O Princípio

Hephzibah Neiper foi chamada por sua mãe, Keziah, à sala, onde a aguardavam o pai, Elias, e o presidente da congregação local, Ephraim Manifold. A jovem cumprimentou o visitante, um homem de cerca de 50 anos de idade, cabelos e barba grisalhos, porte imponente, e o pai disse-lhe que tomasse assento junto à mesa.

- Precisamos falar sobre o seu futuro, filha - declarou Elias Neiper. - O presidente Manifold está aqui para lhe propor casamento.

Hephzibah arregalou os olhos. O presidente era pelo menos 30 anos mais velho do que ela, e além disso...

- Mas papai... o presidente Manifold não é casado?

Manifold abriu um sorriso de dentes amarelados de nicotina.

- Sim, eu já tenho uma esposa, e você a conhece... Candace. Mas, como deve saber, o casamento plural é reconhecido por nossa igreja. Na verdade, o próprio Jesus Cristo teve várias esposas, portanto, nada há de errado nisso.
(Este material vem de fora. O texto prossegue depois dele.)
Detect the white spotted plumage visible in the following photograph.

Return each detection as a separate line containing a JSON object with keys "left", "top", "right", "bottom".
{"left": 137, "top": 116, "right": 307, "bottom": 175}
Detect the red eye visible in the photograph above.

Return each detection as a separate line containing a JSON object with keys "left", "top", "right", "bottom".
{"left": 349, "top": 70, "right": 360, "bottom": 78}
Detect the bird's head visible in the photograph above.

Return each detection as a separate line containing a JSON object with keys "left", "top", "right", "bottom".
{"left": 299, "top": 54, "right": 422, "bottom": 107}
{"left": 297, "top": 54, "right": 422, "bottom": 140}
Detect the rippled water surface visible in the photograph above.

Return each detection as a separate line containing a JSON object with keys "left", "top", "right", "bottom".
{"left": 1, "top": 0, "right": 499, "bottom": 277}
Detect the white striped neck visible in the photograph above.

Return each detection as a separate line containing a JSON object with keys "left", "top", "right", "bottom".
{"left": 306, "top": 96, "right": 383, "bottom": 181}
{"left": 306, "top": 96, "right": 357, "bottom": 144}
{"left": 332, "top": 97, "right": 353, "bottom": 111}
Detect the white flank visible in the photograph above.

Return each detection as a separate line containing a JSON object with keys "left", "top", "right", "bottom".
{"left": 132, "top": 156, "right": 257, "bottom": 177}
- Sendo a segunda esposa do presidente Manifold, você será uma pessoa de importância dentro da nossa comunidade - incentivou-a o pai. - Muito melhor casar-se com um homem influente e experiente, do que com um jovem imaturo e sem posses.

Hephzibah olhou para a mãe, em busca de socorro, mas recebeu de volta apenas um olhar vazio. Aparentemente, seu destino já estava sacramentado. Sentindo a resistência, Manifold voltou à carga.
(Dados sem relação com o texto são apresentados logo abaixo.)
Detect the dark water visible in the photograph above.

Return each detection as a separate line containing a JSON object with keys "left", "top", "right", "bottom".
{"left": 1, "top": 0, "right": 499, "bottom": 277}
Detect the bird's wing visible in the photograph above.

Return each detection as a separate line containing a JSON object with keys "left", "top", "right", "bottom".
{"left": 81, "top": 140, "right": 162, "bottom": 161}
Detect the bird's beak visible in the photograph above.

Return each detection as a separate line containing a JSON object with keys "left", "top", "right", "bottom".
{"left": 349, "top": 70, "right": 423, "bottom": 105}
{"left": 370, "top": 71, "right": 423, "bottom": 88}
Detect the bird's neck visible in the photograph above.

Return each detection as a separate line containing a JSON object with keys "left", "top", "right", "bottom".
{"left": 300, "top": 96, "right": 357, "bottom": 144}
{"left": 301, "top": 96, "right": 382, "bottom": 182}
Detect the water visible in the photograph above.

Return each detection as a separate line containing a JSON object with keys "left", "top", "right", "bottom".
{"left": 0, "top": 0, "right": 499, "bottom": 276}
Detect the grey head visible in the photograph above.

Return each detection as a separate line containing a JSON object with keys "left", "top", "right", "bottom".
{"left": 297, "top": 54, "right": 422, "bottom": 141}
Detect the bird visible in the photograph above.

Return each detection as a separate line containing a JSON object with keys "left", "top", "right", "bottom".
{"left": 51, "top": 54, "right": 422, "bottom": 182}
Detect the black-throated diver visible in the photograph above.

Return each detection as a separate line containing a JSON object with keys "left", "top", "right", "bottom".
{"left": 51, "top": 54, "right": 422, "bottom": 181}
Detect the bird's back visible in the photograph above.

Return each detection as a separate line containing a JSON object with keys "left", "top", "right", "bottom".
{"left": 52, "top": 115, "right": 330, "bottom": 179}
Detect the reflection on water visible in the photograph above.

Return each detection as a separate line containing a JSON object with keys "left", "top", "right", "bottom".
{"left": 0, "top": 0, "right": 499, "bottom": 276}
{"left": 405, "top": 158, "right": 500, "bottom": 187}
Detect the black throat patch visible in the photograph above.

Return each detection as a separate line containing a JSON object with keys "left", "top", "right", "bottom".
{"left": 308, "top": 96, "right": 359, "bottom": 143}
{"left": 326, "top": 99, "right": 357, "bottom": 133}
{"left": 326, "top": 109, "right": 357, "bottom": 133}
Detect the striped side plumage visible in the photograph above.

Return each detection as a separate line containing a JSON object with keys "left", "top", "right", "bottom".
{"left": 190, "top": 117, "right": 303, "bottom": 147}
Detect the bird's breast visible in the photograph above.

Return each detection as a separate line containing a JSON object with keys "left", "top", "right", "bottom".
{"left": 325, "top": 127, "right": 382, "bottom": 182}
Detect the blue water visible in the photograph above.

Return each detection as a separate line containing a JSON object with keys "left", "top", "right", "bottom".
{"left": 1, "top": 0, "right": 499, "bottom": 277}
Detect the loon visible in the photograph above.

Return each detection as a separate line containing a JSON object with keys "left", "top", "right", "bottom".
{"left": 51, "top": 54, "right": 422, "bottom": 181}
- Você deve compreender, Hephzibah, que o que me move não é a concupiscência, mas a necessidade de deixar herdeiros. Candace, infelizmente, revelou-se estéril... e embora eu a ame muito, não pretendo abrir mão de gerar minha descendência e cumprir o preceito bíblico.
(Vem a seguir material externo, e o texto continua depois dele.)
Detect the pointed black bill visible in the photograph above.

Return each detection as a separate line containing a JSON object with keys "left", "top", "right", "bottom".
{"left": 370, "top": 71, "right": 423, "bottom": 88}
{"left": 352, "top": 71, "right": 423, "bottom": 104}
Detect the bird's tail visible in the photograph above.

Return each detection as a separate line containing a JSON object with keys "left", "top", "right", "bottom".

- Eu entendo, presidente Manifold... mas será que não haveria outra jovem mais bem aquinhoada de dotes espirituais do que eu, para cumprir esta... missão? - Objetou Hephzibah.

- Do que eu preciso é de uma mulher jovem e saudável, e você me parece cumprir com ambos os requisitos.

- Minha filha é forte como um cavalo - assegurou Keziah Neiper.

- Um cavalo não seria tão gracioso - riu Manifold. - Para quando podemos marcar este casamento?

- É só o tempo de preparar o vestido - assegurou a mãe.

- O mais rápido possível, então - determinou Manifold, erguendo-se.

E, inclinando-se sobre a futura esposa, beijou-a no rosto.

- Tem o perfume de uma maçã fresca - sussurrou.

Hephzibah olhou novamente para a mãe, apavorada. Em vão.